You’ve never been more thankful about the fact that you don’t sit next to him.
Just as you drop your mouth open to berate him about how he’s been holding on to you for too long, Perry’s door swings open. The person he was talking to leaves, ushered out by the man himself.
Clark takes a deep breath and stands up as soon as he sees Perry, tugging you along with him and beginning to mumble something about how you’re being unreasonable. Much to his dismay, you’re the one with a free hand. You smack that hand right over his mouth, cutting him off and sending Perry your most convincing don’t-fire-me smile.
“I think Kent’s gone insane. Maybe you should fire him.”
Clark yanks his face away from your hand and growls out a, “What’s wrong with you?!” before he looks back at your shared editor-in-chief.
“Sorry, sir.

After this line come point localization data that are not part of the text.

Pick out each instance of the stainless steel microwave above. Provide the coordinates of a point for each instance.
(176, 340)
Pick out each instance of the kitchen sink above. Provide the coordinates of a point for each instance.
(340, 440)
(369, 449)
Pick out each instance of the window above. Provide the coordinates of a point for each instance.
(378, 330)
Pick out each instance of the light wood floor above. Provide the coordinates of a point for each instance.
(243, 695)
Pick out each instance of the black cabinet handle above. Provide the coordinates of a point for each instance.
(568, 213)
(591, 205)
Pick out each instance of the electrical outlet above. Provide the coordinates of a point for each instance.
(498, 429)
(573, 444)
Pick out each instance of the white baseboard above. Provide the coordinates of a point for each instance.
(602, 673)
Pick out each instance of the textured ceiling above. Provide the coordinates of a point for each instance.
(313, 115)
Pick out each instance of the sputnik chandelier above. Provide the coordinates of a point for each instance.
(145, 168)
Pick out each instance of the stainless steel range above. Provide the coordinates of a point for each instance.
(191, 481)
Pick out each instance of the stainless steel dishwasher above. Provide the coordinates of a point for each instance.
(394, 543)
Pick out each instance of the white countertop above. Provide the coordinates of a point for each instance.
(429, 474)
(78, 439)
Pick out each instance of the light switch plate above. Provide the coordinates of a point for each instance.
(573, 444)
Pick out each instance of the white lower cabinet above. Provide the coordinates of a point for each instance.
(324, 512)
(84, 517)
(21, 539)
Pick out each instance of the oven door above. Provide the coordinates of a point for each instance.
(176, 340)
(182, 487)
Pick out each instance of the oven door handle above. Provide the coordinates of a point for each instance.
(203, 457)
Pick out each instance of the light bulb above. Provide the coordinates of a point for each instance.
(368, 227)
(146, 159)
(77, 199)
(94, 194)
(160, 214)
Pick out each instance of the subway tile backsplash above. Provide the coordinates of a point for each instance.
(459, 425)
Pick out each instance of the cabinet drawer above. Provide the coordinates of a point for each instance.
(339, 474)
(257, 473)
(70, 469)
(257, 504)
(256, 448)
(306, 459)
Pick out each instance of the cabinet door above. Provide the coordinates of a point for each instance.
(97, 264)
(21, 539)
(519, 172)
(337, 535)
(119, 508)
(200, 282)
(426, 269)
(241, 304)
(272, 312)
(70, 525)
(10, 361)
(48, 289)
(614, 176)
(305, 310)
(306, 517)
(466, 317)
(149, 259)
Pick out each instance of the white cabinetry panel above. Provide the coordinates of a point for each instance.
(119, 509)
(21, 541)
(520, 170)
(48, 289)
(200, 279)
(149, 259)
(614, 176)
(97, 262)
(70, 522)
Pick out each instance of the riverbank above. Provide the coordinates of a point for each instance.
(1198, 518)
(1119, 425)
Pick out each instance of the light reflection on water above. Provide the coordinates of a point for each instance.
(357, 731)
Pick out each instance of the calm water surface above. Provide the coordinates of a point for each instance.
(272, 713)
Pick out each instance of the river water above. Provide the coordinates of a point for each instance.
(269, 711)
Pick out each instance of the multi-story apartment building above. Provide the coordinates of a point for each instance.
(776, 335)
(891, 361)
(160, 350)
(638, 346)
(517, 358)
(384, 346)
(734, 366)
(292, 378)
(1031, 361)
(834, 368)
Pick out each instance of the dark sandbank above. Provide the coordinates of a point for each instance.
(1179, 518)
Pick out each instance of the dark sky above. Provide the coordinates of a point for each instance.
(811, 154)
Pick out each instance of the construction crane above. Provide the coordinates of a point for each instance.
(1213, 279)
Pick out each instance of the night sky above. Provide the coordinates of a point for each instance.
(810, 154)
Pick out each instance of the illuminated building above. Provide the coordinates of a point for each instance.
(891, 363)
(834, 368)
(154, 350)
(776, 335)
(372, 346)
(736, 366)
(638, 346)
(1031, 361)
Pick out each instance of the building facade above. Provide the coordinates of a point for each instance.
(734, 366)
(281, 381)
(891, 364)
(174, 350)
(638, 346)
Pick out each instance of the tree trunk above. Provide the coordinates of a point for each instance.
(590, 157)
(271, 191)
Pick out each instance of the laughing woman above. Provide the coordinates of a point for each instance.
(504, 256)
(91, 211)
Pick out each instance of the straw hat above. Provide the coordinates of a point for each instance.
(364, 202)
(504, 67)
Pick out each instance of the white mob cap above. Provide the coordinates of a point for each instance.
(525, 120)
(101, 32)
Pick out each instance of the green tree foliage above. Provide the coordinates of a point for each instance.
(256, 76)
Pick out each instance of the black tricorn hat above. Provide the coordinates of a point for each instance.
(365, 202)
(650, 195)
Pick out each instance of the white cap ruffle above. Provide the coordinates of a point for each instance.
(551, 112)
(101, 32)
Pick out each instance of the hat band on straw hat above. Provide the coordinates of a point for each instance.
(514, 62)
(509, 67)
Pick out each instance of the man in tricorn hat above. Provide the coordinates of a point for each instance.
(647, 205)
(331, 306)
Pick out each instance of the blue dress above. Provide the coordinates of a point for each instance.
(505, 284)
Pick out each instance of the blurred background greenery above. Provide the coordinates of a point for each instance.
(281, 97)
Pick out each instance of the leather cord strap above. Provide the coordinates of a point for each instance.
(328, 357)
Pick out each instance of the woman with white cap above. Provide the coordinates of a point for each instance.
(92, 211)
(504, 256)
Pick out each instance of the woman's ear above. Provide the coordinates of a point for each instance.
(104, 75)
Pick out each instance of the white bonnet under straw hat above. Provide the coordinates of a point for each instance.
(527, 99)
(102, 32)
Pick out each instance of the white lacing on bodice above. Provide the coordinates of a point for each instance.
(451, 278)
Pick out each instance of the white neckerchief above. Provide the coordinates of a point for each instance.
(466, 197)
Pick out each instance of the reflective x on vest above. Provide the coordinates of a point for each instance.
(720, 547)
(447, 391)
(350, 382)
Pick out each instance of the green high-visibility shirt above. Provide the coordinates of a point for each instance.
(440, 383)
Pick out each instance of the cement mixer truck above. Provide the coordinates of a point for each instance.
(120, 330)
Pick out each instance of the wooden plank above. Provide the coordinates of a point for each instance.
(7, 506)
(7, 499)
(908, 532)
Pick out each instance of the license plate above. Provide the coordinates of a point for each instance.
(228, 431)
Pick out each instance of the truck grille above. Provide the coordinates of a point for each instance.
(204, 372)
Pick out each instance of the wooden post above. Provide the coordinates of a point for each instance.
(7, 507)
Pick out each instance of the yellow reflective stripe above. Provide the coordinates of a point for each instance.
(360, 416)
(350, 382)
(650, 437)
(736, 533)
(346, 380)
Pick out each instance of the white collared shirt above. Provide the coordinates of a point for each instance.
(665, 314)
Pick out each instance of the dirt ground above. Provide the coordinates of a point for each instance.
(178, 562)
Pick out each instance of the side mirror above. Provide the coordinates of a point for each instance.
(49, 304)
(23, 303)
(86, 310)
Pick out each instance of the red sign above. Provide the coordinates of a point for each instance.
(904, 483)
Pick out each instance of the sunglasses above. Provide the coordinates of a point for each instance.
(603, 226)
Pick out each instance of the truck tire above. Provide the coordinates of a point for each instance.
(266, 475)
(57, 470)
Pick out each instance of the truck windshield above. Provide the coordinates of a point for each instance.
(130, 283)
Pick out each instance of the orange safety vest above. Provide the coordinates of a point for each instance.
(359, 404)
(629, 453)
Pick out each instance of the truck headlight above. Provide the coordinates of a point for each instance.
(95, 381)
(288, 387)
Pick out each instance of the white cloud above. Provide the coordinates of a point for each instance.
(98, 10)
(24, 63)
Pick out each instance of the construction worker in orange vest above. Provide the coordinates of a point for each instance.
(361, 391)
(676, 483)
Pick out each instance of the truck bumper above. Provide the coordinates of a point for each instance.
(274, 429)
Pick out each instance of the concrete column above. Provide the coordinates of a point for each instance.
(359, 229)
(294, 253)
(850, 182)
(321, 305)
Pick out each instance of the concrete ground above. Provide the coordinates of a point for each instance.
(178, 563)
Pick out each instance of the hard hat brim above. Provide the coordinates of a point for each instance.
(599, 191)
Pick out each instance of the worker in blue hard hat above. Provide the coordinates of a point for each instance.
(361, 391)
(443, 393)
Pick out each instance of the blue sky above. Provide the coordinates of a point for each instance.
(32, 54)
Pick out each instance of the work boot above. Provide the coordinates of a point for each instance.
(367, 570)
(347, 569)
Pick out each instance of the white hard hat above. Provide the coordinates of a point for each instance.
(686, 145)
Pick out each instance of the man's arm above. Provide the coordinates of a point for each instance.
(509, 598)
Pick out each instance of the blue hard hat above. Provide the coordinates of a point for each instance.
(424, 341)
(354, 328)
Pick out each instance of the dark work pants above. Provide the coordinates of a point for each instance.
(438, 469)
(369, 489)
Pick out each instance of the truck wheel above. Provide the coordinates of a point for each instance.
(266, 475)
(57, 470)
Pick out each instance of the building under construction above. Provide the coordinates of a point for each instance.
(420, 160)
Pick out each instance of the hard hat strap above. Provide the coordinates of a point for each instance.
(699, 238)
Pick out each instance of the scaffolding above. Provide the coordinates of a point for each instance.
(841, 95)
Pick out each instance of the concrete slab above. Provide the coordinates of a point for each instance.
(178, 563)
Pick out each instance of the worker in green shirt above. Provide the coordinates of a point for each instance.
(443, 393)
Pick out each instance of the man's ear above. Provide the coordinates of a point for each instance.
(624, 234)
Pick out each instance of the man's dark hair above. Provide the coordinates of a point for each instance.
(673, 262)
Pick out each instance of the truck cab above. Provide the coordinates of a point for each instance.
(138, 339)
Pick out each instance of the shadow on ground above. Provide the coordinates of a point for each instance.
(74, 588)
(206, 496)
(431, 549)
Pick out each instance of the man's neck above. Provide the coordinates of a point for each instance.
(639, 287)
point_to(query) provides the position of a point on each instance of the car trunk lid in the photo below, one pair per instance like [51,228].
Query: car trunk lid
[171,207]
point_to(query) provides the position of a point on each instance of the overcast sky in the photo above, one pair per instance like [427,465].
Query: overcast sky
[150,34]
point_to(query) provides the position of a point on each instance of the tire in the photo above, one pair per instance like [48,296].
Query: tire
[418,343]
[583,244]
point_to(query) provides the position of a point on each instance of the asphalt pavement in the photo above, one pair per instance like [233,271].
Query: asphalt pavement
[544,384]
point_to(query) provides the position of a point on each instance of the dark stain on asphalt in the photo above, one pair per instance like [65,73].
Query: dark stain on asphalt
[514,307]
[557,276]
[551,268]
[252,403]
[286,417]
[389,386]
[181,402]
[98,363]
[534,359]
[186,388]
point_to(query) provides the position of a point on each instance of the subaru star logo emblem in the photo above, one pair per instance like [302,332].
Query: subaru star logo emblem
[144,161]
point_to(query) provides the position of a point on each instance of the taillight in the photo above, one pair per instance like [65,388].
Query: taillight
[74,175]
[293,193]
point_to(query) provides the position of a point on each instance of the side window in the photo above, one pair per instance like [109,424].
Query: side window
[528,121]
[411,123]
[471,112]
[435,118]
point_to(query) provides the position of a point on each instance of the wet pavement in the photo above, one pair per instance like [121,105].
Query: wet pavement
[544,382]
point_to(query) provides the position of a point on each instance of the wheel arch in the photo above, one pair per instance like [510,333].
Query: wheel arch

Can we talk in your office for a moment? It’ll be quick.”
Perry sighs. Shuts his eyes so tightly that you’d think he was trying to squeeze them out of his own head, then turns around to walk into his office. He doesn’t tell either of you anything, but he leaves the door open.
Then, for the second time today, Clark Kent is dragging you somewhere that you don’t really want to go.